Publié le 19 Décembre 2013

J'ai reçu une grande claque aujourd'hui... un de mes collègues (que j'adore pourtant) m'a dit que j'avais eu le choix par rapport à la maladie de mes enfants (cette amyotrophie spinale qui les rend handicapés), puisque j'aurais pu avorter lorsque j'ai su qu'ils étaient malades, surtout sachant que j'avais 99,99% de chances de transmettre cette maladie à mes enfants... 

Quel délire ! C'est si mal connaître la réalité de ma vie, et la réalité de cette maladie !

J'éprouve le besoin de rétablir un peu les faits.... L'amyotrophie spinale est une maladie récessive qui ne se transmet que si les deux parents en sont porteurs. Et dans ce cas, il y a un risque statistique de 1/4 d'avoir un enfant malade (toujours et j'insiste si les deux parents sont porteurs). Dans 98% des cas, l'amyotrophie spinale est la conséquence de la transmission d'une délétion sur le gène SMN par chacun des deux parents. Le test génétique porte donc sur la recherche de cette délétion (qui est un accident génétique identifié d'une séquence manquante sur le gène lié à cette maladie).

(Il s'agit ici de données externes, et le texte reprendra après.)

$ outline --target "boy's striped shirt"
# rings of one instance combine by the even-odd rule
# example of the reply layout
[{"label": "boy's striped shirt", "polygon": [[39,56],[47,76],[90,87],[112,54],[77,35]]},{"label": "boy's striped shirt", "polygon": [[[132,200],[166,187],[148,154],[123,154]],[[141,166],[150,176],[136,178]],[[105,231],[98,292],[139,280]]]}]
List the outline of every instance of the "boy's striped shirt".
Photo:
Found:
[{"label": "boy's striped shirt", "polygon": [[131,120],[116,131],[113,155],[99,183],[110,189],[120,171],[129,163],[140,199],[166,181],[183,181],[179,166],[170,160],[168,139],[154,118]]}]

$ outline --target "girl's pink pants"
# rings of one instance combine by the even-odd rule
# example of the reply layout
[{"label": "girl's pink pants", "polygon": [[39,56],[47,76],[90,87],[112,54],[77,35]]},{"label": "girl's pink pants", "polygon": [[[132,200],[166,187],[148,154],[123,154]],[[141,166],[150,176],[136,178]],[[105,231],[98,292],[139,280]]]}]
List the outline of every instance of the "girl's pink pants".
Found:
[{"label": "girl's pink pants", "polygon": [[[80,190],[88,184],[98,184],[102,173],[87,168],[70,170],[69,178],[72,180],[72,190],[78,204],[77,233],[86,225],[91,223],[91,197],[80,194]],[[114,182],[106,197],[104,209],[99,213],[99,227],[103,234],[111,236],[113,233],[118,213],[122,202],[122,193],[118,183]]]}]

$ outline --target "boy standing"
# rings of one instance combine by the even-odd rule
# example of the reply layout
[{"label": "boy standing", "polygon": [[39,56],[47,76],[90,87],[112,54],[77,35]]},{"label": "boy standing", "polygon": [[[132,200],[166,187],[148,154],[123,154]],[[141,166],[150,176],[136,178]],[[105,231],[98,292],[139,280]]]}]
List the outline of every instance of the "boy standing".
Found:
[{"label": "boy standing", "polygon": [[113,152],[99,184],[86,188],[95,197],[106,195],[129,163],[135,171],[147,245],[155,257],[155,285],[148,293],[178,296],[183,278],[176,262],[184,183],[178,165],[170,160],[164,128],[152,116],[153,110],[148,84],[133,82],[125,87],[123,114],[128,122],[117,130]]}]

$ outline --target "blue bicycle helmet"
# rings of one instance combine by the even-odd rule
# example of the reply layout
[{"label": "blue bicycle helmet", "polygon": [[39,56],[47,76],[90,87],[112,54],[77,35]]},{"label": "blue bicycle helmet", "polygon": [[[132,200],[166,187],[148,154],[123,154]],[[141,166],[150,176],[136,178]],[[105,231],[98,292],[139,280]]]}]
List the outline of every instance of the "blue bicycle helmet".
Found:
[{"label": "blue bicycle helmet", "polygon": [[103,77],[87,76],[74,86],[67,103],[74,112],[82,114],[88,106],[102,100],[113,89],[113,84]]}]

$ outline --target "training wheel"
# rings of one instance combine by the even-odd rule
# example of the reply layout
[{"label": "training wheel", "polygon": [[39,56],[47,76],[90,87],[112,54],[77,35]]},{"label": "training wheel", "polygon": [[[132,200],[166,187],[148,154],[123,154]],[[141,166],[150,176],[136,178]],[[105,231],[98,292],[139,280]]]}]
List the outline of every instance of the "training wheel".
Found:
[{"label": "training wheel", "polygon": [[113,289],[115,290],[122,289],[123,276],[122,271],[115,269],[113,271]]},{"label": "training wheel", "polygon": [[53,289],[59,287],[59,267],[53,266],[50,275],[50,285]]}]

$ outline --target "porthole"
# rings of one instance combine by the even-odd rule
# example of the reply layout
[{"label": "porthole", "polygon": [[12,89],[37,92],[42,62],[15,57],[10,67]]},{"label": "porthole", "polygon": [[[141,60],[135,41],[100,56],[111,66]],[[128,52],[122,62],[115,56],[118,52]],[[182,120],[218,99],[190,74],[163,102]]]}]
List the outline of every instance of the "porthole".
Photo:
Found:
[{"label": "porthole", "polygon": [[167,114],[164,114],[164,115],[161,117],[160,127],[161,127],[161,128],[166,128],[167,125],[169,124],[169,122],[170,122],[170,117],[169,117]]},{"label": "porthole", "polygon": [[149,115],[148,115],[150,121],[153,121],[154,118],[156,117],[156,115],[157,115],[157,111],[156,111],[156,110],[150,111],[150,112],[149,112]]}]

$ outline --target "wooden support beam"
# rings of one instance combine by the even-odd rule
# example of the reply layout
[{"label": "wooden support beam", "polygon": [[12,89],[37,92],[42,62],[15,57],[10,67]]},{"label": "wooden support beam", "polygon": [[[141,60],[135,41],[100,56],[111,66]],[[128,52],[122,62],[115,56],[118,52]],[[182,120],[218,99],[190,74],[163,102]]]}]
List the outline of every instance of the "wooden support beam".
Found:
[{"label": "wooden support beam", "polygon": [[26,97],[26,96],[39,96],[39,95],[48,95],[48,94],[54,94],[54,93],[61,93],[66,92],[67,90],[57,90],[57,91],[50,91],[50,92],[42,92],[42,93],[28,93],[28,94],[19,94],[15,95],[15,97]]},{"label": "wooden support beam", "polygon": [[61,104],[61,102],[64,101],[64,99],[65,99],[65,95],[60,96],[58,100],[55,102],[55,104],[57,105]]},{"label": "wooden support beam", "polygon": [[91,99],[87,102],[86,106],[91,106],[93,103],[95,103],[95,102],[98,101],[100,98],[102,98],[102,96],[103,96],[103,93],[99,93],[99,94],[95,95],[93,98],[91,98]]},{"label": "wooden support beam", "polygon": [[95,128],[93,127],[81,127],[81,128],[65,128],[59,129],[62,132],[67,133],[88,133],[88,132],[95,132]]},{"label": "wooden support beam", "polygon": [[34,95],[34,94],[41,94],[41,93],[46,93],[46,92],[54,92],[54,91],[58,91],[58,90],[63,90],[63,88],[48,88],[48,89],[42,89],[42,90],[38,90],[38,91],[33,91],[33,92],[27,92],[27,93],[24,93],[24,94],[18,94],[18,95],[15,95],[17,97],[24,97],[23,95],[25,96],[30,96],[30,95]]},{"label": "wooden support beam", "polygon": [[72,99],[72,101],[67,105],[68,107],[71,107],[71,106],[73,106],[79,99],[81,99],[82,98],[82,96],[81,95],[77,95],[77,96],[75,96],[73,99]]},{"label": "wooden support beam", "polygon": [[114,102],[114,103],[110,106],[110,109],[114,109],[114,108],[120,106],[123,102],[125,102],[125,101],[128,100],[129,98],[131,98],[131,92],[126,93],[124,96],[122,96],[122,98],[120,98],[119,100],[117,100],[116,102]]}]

J'ai appris que j'étais porteuse de cette maladie après le diagnostic posé sur ma première fille Amandine en 1997. Le papa d'Amandine a appris en même temps que moi qu'il était porteur aussi. Nous n'avions jamais entendu parler de cette maladie avant.

En 2001 lorsque j'ai partagé avec un nouveau compagnon le projet d'avoir un enfant, nous sommes allés, d'abord et avant tout, tous les deux voir un généticien. Il n'était pas question pour nous de risquer la vie de notre futur enfant. Le test a été refait pour la deuxième fois pour moi, et fait pour la première fois pour lui. Sans surprise, je suis toujours porteuse (de la délétion), ça ne changera jamais, mais mon compagnon d'alors n'est PAS porteur (de la délétion). La généticienne nous a donc assuré que nous n'avions quasiment aucun risque d'avoir des enfants atteints de cette maladie.

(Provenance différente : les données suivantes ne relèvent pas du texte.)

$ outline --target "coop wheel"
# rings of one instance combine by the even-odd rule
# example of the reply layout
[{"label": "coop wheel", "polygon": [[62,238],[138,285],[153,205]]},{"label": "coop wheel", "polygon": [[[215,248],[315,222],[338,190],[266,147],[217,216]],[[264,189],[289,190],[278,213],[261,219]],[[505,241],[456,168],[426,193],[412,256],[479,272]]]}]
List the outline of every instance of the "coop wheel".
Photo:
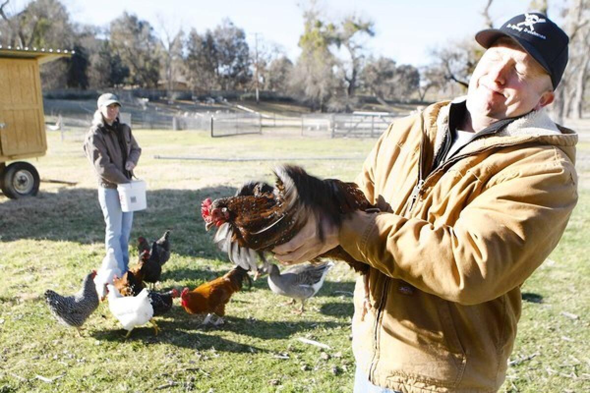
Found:
[{"label": "coop wheel", "polygon": [[13,199],[37,195],[40,183],[39,173],[35,167],[22,161],[7,166],[0,181],[4,195]]}]

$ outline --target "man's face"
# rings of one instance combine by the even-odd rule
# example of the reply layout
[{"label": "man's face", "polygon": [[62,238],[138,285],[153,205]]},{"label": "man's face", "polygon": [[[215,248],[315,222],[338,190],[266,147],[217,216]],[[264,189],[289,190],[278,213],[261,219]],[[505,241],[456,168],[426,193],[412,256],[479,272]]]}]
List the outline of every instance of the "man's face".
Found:
[{"label": "man's face", "polygon": [[100,113],[103,114],[107,121],[112,123],[119,115],[119,105],[116,104],[111,104],[108,106],[103,105],[100,107]]},{"label": "man's face", "polygon": [[551,78],[543,67],[514,41],[501,38],[473,71],[467,108],[472,117],[499,120],[540,109],[553,97]]}]

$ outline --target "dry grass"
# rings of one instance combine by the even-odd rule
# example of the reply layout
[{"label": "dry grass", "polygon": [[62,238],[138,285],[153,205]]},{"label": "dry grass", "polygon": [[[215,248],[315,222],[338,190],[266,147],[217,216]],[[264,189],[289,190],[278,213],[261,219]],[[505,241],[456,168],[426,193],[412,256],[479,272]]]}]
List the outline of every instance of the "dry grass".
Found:
[{"label": "dry grass", "polygon": [[[248,136],[211,139],[206,133],[137,131],[143,153],[137,174],[149,186],[148,209],[137,213],[132,237],[155,237],[173,229],[173,254],[161,287],[194,286],[219,275],[229,265],[204,232],[196,209],[206,196],[227,194],[247,179],[270,180],[273,166],[286,157],[323,156],[337,161],[305,161],[312,173],[352,180],[374,141]],[[33,163],[43,183],[37,198],[0,196],[0,392],[349,392],[349,293],[353,276],[345,266],[330,272],[302,317],[277,307],[284,299],[264,280],[238,293],[228,307],[228,323],[203,329],[201,318],[179,308],[159,325],[123,338],[105,305],[90,318],[79,338],[52,319],[40,295],[47,288],[77,289],[83,276],[104,254],[104,223],[95,180],[78,142],[49,136],[47,156]],[[586,157],[587,144],[579,157]],[[258,157],[268,161],[161,160],[156,154],[201,158]],[[275,161],[276,160],[276,161]],[[579,161],[587,184],[590,168]],[[580,201],[559,246],[525,284],[517,342],[502,388],[509,392],[587,391],[590,358],[590,193]],[[136,252],[132,250],[134,256]],[[321,351],[297,338],[330,345]],[[37,376],[58,377],[49,382]],[[156,390],[159,387],[161,389]]]}]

Si elle nous avait dit que mon compagnon était porteur, il aurait suffi d'ajouter une étape à notre future démarche de FIV (fécondation in vitro), indispensable pour moi pour avoir des enfants car je ne peux pas en avoir autrement. Cette étape s'appelle un diagnostic pré-implantatoire, elle était déjà parfaitement au point, et m'aurait permis de n'avoir que des embryons « sains » implantés pour tenter une future grossesse.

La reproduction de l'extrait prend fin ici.